CPM states that the palladium market has been benefiting primarily as a result of healthy fabrication demand. Total palladium demand during 2016 reached a record 9.35-million ounces, which is an increase of 1.2% from 2015.

Additionally, while total fabrication demand increased to a record high, there were many sectors where palladium demand declined, such as electronics, dental and jewellery. The firm elaborates that the metal’s use in the automotive sector has risen in recent years as demand in primarily petrol engine markets, such as the US and China, has been booming.

“This increase in the automotive industry demand more than offset softness in demand from other applications. Demand from electronics began to show signs of recovering in 2016 and this is expected to continue into 2017, as semiconductor fabricators replenish inventories,” CPM comments.

Further, the report highlights that total palladium fabrication demand is forecast to continue increasing in 2017; however, the rate of growth is expected to slow.

Meanwhile, newly refined palladium supply decreased to 9.3-million ounces in 2016, which was a decline of 1.2% on the previous year.
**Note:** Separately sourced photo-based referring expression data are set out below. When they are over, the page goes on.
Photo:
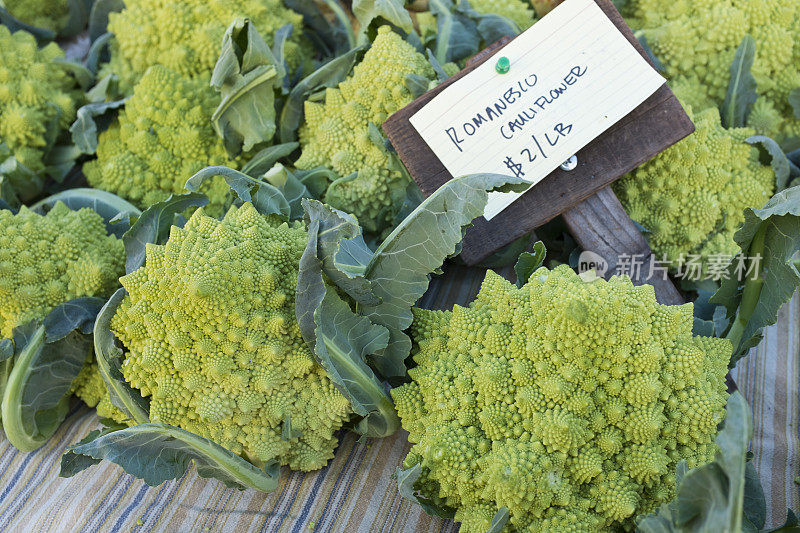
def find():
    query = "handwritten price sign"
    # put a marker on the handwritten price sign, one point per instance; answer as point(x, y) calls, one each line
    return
point(572, 76)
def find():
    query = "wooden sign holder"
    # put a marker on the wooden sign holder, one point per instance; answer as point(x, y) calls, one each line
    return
point(582, 196)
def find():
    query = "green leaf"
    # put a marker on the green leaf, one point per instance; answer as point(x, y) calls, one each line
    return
point(153, 226)
point(773, 235)
point(794, 101)
point(343, 341)
point(91, 120)
point(457, 36)
point(499, 521)
point(741, 93)
point(109, 358)
point(406, 479)
point(780, 162)
point(328, 75)
point(528, 263)
point(265, 159)
point(98, 18)
point(401, 265)
point(246, 76)
point(157, 453)
point(392, 11)
point(266, 198)
point(115, 211)
point(48, 357)
point(14, 25)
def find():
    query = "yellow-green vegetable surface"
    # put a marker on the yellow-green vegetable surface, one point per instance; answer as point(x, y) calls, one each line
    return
point(210, 326)
point(37, 99)
point(697, 42)
point(186, 36)
point(336, 132)
point(568, 402)
point(691, 197)
point(49, 14)
point(162, 137)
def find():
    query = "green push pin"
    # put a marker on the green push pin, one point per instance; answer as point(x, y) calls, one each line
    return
point(503, 65)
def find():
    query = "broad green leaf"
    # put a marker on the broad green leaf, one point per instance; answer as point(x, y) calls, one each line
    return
point(153, 226)
point(392, 11)
point(406, 479)
point(780, 162)
point(246, 76)
point(328, 75)
point(741, 93)
point(157, 453)
point(91, 120)
point(115, 211)
point(769, 239)
point(47, 358)
point(499, 521)
point(98, 18)
point(528, 263)
point(399, 270)
point(457, 35)
point(266, 198)
point(343, 342)
point(109, 358)
point(13, 24)
point(265, 159)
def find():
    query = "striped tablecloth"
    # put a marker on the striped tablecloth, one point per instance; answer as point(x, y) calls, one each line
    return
point(355, 492)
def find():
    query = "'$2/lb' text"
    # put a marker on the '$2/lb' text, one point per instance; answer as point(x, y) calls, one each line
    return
point(529, 155)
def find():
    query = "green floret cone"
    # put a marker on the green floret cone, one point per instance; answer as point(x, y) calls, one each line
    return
point(185, 36)
point(567, 402)
point(697, 41)
point(162, 137)
point(691, 197)
point(37, 102)
point(212, 339)
point(336, 133)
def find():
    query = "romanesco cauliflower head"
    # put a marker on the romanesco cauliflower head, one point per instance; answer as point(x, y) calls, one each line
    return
point(48, 14)
point(163, 136)
point(37, 99)
point(49, 260)
point(697, 42)
point(213, 340)
point(336, 132)
point(568, 402)
point(185, 36)
point(692, 196)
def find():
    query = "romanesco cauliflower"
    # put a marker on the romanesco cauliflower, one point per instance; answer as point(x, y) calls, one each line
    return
point(697, 42)
point(163, 136)
point(49, 14)
point(336, 132)
point(185, 36)
point(210, 326)
point(37, 101)
point(568, 402)
point(692, 196)
point(51, 259)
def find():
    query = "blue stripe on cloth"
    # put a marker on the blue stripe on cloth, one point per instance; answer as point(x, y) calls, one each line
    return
point(349, 473)
point(318, 481)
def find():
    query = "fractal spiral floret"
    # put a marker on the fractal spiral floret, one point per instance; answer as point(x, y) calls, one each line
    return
point(185, 36)
point(336, 132)
point(213, 341)
point(163, 136)
point(692, 196)
point(37, 100)
point(568, 402)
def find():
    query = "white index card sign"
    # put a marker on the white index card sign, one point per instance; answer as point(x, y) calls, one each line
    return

The firm says that a decline in palladium mine production – largely attributable to declines in South Africa and Russia – was mainly responsible for this decrease in total refined metal supplies.

Palladium prices increased strongly over the course of 2016, encouraging the recycling of spent auto catalysts that contain significant loadings of palladium.

The rhodium market was in a deficit in terms of newly refined metal, relative to fabrication demand, for the third consecutive year in 2016. The market was in a deficit of 48 700 oz in 2016, up from a deficit of 37 134 oz in 2015.

CPM explains that a decline in South African mine supply and an uptick in fabrication demand were the primary reasons for the increase in the deficit. It says that the deficit is forecast to shrink in 2017.

Newly refined total rhodium supply was largely flat at 977 000 oz in 2016, compared with an estimated 976 000 oz in the previous year. Weakness in rhodium mine supply was offset by an increase in recovery from secondary supply.

“Total rhodium fabrication demand increased 1.3% in 2016 to a record 1.02-million ounces during the year. The automotive and glass industries were primarily responsible for the rise in rhodium fabrication demand during 2016. Demand for rhodium is forecast to continue rising slightly during 2017,” CPM concludes.